Monday, June 16, 2014

Text Editors

When I began coding in earnest as an undergraduate student, we had a few servers which had to be accessed using non-graphical "dumb" terminals. The only thing they could handle was text; even web-browsing was powered a non-graphical program called "lynx".

Boy, what fun it was!

Those times seem as old as dinosaurs.

Of course, in the technology world obsolescence always lurks around the bend; even the original iPhone looks somewhat clunky today.

During those good old days, the text-editor of choice for most programmers was either pico/nano or vi/vim. Since there were no "mice", one had to perform gymnastics with ones fingers on the keyboard to invoke commands. There are many key-bindings that are still deeply etched into residual muscle memory.

While these editors are still capable and retain large fan-bases (vim was the most popular editor among Linux Journal readers in 2006), after I moved to graduate school, I jumped over to the Emacs camp.

Emacs was awesome and I loved it.

It opened up whole new ways of doing standard tasks. It was very extensible, configurable, and greatly facilitated code development. Syntax highlighting, auto-indentation, regex search and replace - you name it! You could open multiple files in the same window, and have access to the command-line from within the program.

There were many instances in which entire days were spent in the confines of a single Emacs window.

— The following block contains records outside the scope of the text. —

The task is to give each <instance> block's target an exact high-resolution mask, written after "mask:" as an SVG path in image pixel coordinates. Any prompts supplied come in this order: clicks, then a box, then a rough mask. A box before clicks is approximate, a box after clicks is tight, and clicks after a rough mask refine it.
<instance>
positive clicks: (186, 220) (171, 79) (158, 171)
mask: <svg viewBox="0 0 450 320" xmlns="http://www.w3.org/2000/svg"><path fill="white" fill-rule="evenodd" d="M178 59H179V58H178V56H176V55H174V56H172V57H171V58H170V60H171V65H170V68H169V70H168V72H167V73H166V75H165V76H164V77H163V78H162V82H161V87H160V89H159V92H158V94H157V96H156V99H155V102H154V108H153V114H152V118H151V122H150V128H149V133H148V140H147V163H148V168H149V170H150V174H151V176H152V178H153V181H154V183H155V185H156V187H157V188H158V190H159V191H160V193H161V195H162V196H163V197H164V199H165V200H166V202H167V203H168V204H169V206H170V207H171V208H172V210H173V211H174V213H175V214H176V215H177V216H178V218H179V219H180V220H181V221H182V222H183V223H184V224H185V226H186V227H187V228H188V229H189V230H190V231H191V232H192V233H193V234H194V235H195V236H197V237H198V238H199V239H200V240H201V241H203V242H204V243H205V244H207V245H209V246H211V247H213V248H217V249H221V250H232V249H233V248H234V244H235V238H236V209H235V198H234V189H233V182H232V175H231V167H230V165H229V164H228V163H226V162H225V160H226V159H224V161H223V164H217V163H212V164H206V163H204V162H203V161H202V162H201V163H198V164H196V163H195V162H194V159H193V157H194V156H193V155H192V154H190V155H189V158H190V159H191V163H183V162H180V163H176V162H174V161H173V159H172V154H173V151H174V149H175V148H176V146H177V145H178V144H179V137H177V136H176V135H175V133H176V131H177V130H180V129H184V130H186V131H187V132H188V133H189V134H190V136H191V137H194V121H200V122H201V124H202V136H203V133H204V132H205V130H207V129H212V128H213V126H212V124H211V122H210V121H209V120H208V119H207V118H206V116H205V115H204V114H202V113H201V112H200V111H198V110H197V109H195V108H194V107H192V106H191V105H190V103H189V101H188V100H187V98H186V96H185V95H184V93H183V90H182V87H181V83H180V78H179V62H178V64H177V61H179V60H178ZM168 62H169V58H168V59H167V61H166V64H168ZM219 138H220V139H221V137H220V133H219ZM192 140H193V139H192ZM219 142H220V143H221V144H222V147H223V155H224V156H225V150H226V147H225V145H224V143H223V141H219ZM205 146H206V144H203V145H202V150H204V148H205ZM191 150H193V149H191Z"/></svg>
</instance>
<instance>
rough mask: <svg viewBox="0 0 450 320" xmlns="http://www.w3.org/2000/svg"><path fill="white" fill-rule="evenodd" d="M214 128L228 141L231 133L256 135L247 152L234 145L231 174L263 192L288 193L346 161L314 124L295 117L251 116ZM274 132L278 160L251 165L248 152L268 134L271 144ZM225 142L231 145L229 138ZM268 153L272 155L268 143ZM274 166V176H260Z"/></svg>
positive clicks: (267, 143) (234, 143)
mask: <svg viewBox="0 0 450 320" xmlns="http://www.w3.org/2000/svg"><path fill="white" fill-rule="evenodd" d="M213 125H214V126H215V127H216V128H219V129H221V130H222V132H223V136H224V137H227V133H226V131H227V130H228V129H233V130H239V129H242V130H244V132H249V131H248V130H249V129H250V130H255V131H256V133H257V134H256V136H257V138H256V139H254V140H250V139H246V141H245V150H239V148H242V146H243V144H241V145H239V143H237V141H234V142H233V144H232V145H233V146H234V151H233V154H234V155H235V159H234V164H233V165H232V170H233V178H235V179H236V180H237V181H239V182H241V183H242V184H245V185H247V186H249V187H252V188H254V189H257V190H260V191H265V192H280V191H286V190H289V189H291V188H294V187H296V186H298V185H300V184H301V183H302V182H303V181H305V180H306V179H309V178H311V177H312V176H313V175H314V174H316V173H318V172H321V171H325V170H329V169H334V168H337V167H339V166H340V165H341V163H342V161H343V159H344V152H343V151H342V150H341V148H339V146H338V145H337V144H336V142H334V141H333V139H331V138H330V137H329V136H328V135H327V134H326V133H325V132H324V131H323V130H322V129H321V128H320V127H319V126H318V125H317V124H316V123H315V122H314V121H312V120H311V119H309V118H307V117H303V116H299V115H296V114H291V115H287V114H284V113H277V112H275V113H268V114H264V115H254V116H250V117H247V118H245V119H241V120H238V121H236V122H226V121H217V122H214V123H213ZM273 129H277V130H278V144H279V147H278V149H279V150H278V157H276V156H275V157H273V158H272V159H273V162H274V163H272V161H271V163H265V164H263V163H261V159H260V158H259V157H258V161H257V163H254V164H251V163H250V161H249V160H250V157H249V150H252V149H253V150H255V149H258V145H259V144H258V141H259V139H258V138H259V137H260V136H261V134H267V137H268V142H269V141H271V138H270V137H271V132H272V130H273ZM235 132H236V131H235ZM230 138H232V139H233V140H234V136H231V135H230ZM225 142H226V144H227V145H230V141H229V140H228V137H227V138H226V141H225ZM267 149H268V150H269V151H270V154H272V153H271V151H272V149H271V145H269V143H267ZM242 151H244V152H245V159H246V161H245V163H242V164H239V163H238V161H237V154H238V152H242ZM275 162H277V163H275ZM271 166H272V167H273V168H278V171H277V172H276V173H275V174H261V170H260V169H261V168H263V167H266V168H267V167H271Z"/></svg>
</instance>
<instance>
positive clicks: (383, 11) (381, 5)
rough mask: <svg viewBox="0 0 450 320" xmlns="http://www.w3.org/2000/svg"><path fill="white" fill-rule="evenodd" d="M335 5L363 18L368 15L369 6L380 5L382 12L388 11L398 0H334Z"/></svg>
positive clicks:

I've used Emacs for almost a decade now. I've resisted the urge to "upgrade" to a full-scale IDE like Eclipse, because a subset of the primary languages in which I program (C++, Fortran 90 and GNU Octave)  tend to be poorly supported. Yes, there is a lot of support for C++ because of its use in traditional software development (as opposed to Scientific Computing where Fortran's influence is very persistent), but would like to develop all my code using the same editor.

Earlier this year, I decided to give Geany a try. It supports C++ and Fortran quite competently, and inherits most of the advantages of Emacs. Unlike Emacs, many of the keyboard shortcuts are more mainstream (Ctrl-C, Ctrl-V), which given my increasing propensity to forget things is convenient.

It makes moving around code a lot easier, auto-completes variable names, and allows code to be "folded", which I never imagined would be so useful. It also has a lot of plugins, and despite it capabilities does not feel "heavy" like Eclipse.

Overall, I find that my coding productivity has clearly gone up.